Мистер Тэппертейт, как глаза или генерал бульдогов, явился в сопровождении двух лейтенантов: один был давнишний долговязый товарищ; другой, ученик-рыцарь в прежнее время, по имени Марк Джильберт, живший некогда в ученье у Фомы Курцона в Золотом Руне. Подобно ему, эти джентльмены освободились теперь от своего ученического рабства и жили в подмастерьях, но, в решительное подражание своему великому образцу, были головы смелые и предприимчивые, стремившияся к возвышению посредством великих политических событий. Отсюда проистекала связь их с протестантским союзом Англии, освященным именем лорда Джорджа Гордона; отсюда и теперешнее их посещение.

-- Джентльмены! - сказал мистер Тэппертейт, сняв шляпу, как полководец, говорящий войску. - Хорошо, что мы встретились. Милорд делает мне и вам честь, поручив мне кланяться вам.

-- Вы также сегодня видели милорда, а? - сказал Денни. - Я видел его нынче после обеда.

-- Обязанность призвала меня в его переднюю, когда мы заперли мастерския; там я и видел его, сэр, - отвечал мистер Тэппертейт, садясь со своими лейтенантами. - Как вы поживаете?

-- Весело, сэр, весело, - отвечал палач. - Вот новый брат, законно, письменно принятый мистером Гашфордом; не испортит дела, из покроя - сорви-голова, человек по моему вкусу. Видите? Таким ли он смотрит, который годится, как вы думаете? - воскликнул он, ударив Гога по спине.

-- Смотрю или не смотрю, - сказал Гог, махнув рукою, как пьяный: - а я гожусь вам. Я ненавижу всех папистов одинаково. Они меня ненавидят, и я их ненавижу. Они делают мне всякое зло, какое могут, и я им делаю все, что могу. Ура!

-- Ну, бывал ли где, - сказал Денни и оглянулся по комнате, когда раздался его шумный голос: - бывал ли где этакий боевой петух! Я думаю, братья, еслиб мистер Гашфорд прошел сотни миль и набрал бы пятьдесят человек обыкновенного покроя, все они вместе не стоили б одного этого.

Большая часть собеседников, не обинуясь, согласилась с этим мнением и показала Гогу свое расположение весьма значительными взглядами и киваньями.

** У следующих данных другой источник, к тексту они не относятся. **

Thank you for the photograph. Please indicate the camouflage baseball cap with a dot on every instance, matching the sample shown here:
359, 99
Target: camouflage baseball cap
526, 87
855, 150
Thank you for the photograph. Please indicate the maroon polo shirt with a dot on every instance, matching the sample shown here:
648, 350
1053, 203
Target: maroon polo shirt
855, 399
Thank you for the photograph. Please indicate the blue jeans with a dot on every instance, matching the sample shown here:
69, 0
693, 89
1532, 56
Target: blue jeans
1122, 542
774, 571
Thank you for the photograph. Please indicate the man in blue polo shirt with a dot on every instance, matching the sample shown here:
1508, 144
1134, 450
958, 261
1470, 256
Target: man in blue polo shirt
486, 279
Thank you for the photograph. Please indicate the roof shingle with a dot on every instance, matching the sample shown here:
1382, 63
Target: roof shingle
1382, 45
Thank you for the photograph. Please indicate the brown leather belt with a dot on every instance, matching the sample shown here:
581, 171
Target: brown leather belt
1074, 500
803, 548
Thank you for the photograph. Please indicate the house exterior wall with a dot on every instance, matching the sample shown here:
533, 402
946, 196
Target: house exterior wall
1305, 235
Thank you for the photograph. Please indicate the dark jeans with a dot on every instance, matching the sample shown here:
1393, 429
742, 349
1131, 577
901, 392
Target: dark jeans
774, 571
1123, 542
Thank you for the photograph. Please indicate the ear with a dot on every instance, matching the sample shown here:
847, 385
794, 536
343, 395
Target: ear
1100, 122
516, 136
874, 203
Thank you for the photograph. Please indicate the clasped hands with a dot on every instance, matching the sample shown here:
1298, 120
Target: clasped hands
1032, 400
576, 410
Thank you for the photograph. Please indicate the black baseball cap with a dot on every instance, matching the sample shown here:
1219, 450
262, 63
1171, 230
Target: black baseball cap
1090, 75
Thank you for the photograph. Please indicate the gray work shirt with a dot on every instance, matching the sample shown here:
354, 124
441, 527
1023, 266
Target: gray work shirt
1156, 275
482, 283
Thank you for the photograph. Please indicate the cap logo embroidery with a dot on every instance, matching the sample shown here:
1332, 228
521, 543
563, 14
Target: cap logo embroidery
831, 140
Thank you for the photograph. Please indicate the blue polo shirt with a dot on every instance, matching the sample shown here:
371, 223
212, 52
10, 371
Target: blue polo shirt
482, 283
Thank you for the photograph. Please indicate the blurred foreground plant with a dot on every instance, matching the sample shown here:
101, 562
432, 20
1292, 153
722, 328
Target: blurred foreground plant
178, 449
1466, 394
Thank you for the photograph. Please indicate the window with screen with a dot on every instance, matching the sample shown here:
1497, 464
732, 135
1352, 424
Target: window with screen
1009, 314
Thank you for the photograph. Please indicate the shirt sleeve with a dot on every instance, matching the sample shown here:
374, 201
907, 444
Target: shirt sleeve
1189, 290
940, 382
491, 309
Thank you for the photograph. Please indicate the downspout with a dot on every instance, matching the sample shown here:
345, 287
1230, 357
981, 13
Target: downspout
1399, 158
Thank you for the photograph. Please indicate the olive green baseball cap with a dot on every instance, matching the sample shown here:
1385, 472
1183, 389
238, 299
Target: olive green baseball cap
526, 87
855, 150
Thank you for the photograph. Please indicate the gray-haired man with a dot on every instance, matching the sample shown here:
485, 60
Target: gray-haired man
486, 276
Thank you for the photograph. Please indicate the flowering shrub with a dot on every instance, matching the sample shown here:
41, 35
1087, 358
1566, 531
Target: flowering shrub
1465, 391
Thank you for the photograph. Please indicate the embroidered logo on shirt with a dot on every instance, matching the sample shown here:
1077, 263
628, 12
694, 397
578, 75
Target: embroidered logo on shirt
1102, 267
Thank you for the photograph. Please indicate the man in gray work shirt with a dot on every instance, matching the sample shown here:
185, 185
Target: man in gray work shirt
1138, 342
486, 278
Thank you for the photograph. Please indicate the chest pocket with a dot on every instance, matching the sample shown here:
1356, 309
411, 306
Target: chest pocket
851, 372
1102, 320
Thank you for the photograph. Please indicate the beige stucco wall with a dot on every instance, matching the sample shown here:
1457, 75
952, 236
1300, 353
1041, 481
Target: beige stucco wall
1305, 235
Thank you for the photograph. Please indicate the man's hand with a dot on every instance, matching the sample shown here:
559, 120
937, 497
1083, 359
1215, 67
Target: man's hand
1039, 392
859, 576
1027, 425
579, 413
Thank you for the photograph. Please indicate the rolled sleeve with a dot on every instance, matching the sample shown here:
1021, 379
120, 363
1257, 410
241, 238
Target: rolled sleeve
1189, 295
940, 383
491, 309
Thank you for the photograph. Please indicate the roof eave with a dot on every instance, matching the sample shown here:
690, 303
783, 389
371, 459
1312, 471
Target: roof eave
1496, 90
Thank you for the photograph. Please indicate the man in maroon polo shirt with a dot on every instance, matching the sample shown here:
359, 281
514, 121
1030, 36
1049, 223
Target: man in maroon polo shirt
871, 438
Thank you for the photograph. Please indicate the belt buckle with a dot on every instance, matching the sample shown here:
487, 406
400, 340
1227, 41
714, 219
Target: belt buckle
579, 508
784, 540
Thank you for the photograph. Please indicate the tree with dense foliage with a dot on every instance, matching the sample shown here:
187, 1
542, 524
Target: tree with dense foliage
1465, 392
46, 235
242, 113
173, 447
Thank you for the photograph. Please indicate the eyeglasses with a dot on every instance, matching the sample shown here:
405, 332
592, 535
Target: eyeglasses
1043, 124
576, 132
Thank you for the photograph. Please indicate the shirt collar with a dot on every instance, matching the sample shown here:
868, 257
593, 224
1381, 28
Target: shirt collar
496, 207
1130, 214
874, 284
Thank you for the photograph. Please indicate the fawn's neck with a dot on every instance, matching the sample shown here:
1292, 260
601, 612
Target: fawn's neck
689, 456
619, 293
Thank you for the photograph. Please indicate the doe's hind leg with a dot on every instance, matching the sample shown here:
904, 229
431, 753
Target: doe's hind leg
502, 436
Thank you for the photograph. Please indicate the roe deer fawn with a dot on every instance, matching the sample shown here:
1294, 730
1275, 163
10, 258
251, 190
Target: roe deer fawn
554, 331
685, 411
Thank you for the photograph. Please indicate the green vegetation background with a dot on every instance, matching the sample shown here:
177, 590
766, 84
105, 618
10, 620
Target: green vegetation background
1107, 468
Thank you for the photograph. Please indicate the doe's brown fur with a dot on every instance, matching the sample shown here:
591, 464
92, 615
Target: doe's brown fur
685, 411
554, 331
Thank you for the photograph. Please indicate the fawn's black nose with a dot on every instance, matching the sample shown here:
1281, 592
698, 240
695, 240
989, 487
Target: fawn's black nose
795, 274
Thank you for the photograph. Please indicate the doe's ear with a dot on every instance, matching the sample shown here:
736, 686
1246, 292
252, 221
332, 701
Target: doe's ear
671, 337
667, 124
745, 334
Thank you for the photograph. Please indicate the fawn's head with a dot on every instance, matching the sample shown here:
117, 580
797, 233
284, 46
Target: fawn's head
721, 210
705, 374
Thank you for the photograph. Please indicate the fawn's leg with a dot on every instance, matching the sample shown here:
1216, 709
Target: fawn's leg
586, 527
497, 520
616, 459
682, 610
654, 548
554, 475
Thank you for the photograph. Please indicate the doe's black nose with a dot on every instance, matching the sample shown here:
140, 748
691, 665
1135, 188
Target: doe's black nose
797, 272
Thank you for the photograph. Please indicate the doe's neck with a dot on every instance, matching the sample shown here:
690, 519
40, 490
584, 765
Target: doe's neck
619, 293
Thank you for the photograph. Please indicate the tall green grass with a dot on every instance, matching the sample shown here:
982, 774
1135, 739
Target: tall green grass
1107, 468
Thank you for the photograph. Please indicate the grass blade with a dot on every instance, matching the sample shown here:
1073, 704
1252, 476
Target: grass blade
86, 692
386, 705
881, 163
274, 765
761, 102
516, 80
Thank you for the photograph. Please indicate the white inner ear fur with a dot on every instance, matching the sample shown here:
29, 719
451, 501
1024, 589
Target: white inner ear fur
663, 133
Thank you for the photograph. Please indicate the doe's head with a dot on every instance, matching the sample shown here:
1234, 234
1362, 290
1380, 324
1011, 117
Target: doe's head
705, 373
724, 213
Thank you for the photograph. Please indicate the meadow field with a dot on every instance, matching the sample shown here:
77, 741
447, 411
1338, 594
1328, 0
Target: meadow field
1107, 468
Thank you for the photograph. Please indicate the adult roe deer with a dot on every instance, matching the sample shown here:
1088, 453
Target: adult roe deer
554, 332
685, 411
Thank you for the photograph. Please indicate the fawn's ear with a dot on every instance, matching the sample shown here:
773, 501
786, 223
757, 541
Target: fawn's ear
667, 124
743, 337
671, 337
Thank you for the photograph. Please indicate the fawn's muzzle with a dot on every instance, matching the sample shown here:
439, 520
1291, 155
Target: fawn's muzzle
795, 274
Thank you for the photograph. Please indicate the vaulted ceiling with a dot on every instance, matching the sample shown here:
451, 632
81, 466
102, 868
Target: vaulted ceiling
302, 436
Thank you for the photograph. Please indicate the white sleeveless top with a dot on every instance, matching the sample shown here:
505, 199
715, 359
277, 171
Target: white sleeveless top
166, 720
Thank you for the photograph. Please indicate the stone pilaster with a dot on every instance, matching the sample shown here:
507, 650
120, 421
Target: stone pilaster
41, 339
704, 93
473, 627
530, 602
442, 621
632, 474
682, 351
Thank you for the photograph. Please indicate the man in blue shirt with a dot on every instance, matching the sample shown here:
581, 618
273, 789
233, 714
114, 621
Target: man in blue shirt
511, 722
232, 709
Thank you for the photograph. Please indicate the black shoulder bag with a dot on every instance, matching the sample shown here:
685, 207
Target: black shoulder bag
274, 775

Только мистер Тэппертейт сидел неподвижно и молча смотрел на него несколько времени, как будто не хотел еще произнести своего решения; потом подошел к нему и отвел его в темный угол.

-- Не видал ли я тебя когда-нибудь прежде? - сказал он, задумавшись.

-- Мудреного нет, - отвечал беззаботно Гог. - Не знаю; тут нет никакого дива.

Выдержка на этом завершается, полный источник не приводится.